Tech program helps people released from prison learn computer skills

Tech program helps people released from prison learn computer skills

The internet was still in its infancy when John F. Coburn went to prison in 1991.

Video cassette recorders or VCRs were still popular. CDs were just beginning to replace cassette tapes and movies were still rented at brick-and-mortar stores like Blockbuster.

A lot changed in the 32 years Coburn spent in various Wisconsin state prisons. Released this May, Coburn came back to a world vastly different from when he left. Video streaming services replaced Blockbuster. And with a few clicks on a keyboard people can now take pictures, watch a movie, buy clothes, and even a car — all on a smartphone.

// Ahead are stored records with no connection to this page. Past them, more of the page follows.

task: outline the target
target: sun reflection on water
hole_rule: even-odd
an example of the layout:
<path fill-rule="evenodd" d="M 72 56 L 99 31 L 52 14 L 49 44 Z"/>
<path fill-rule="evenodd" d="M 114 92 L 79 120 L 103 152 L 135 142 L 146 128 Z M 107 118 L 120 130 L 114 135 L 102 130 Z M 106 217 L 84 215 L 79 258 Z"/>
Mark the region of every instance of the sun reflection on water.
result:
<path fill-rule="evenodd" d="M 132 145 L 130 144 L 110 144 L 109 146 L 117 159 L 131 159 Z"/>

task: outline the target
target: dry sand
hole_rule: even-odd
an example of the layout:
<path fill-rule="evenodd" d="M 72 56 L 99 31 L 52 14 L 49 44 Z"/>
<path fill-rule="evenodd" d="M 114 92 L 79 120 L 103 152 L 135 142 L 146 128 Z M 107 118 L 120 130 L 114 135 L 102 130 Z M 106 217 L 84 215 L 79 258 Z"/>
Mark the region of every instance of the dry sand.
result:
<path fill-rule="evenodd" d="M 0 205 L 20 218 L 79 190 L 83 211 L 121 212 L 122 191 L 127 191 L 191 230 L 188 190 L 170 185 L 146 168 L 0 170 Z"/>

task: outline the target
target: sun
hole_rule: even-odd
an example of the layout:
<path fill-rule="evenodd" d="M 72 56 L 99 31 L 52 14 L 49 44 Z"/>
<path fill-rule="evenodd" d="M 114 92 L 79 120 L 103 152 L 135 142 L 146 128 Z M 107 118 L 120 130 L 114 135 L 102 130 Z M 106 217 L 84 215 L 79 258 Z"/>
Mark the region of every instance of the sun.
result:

That fast-paced change of technology many come to expect overwhelmed Coburn.

“When I got my phone, I didn’t know what to do” Coburn, 57, said with a chuckle. “I didn’t even know how to turn it on.”

When a friend told Coburn about a program that helps returning citizens learn basic computers and internet skills, he quickly signed up.

“I just want to become effective in using my laptop and phone, because the smartphone is basically used for everything,” Coburn said.

Advances in technology have left behind many returning citizens, like Coburn, who’ve served long stints in prison.

Learning how to use the internet — or even basic computer skills — is key to successfully reintegrating into a society and a work environment that has become more tech-driven.

Without it, the chances of recidivism increase; those recently released from prison can have a hard time finding employment, reconnecting with family or even filling out a job application.

Tech program helps people released from prison learn computer skills

The Bridging the Tech Gap for Returning Citizens program teaches basic computer skills and how to set up email, secure personal data, use social media and navigate smartphones.

Ruben Gaona and Eli Rivera created the program with the help of Nadiyah Johnson of the Milky Way Tech Hub to develop a computer literacy curriculum for people who were incarcerated. Gaona and Rivera co-founded The Way Out, a justice and technology organization supporting returning citizens with employment assistance and technology training.